Pendragon is a repertory theatre, showcasing a range of musical, dramatic and comedic material with a professional resident cast. There will be six different performances happening continuously throughout this upcoming summer season along with various other special events.

“Being a repertory allows us to perform a variety of plays. A full-length play is just that full length [with different acts and usually an intermission] while something like Jungle Book is considered a one-act as New Directions is a series of one-act plays,” says Pettee. “We also have an alumni event and about five different cabarets throughout the season.”

“The 3 for $30 subscription is for three events so you can use it see whatever you want throughout the year. People are only allowed to purchase one of these so if they want to see that fourth play, it would be full price. The year-round subscriptions save people money. If someone wants to see all 11 productions the subscription ticket price is almost half price, about $10 a ticket from the regular $20 adult price. A subscription gives people an inexpensive way to experience all that we have to offer.”

“What we want most of all and the reason why we made the subscription price so reasonable is we really want people to come in and understand the breadth of the stuff that we do at Pendragon.” Pettee says. “Seeing more than one event is critical to that understanding and the cheapest way is to buy a subscription.”

Pettee acknowledges all the Pendragon supporters, “The only reason we are still here is because of our supporters and the community. People have shown us they want live theatre by coming to the theatre for all these years.”

Pendragon Theatre is located at 15 Brandy Brook Lane, Saranac Lake. 518-891-1854. Regular ticket prices are $20.00 for adults, $17.00 for seniors and $10.00 for those under 18 years of age. Other productions: Jungle Book, New Directions, The Holiday Show: ages 15 and up/$10.00, under 15/$8.00. All Full Length Matinees are $12.00 (also Cabarets and Alumni Readings)

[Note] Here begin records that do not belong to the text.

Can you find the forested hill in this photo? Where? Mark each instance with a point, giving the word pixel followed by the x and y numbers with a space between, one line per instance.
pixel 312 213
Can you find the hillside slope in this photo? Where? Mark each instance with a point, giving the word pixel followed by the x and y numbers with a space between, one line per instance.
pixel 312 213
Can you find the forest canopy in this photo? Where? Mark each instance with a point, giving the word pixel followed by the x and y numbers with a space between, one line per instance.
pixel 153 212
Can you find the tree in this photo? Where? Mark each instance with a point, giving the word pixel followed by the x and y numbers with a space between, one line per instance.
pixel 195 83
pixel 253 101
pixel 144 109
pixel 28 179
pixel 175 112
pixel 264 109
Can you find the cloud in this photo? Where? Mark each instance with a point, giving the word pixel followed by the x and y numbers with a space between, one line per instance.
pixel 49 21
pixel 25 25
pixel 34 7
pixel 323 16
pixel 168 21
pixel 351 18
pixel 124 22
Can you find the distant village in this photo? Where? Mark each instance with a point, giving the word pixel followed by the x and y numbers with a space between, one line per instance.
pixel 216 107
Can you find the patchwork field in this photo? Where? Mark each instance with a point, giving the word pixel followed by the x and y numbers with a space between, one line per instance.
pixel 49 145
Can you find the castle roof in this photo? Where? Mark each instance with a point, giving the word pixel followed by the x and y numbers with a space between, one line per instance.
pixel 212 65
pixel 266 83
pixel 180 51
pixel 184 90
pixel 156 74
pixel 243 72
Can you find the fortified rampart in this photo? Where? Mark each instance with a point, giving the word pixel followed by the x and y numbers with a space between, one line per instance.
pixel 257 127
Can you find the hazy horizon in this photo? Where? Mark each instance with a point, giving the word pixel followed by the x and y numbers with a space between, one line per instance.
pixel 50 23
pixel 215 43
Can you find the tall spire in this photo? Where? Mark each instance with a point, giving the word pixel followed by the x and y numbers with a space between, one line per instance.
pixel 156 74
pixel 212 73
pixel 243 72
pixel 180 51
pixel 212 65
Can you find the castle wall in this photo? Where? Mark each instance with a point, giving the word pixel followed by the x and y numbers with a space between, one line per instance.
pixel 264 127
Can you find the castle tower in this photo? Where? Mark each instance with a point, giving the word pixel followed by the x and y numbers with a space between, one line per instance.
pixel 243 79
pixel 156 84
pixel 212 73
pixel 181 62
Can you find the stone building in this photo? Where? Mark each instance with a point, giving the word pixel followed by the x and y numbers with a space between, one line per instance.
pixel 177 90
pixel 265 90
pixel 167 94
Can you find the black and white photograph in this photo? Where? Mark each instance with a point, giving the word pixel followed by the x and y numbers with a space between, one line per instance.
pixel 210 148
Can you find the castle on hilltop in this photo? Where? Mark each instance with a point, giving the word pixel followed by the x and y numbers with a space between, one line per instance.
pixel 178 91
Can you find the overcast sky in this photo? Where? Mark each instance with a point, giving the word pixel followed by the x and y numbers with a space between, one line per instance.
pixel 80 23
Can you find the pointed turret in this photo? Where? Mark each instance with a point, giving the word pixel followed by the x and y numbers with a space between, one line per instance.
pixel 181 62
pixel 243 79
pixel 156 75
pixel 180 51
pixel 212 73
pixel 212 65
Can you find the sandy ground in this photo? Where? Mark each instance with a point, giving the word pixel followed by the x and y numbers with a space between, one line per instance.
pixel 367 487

Subscription only apply to Pendragon Productions at the Pendragon Theatre location, not tour locations or special events. Subscriptions are prepaid admissions, non-transferable and do not assure you a seat. Reservations are required.
Year Round: All 11 events (including Moby Dick and Shakespeare) $120
Year Round: All 9 events $100
The 5 Show Summer Full-Length: $70
Special 30th year deal: “3 for $30” = 3 events for $30 (restrictions do apply. Only one/person/season) Good for any combination of full length, cabaret, alumni event, etc…but just three events.

*As a matter of full disclosure I am a board member of Pendragon Theatre but also a parent on a budget. If you have never attended Pendragon Theatre before the “3 for $30” would be a good opportunity to save some money and see three shows. If you attend or wish to start attending more frequently, a year-round subscription will benefit your pocketbook.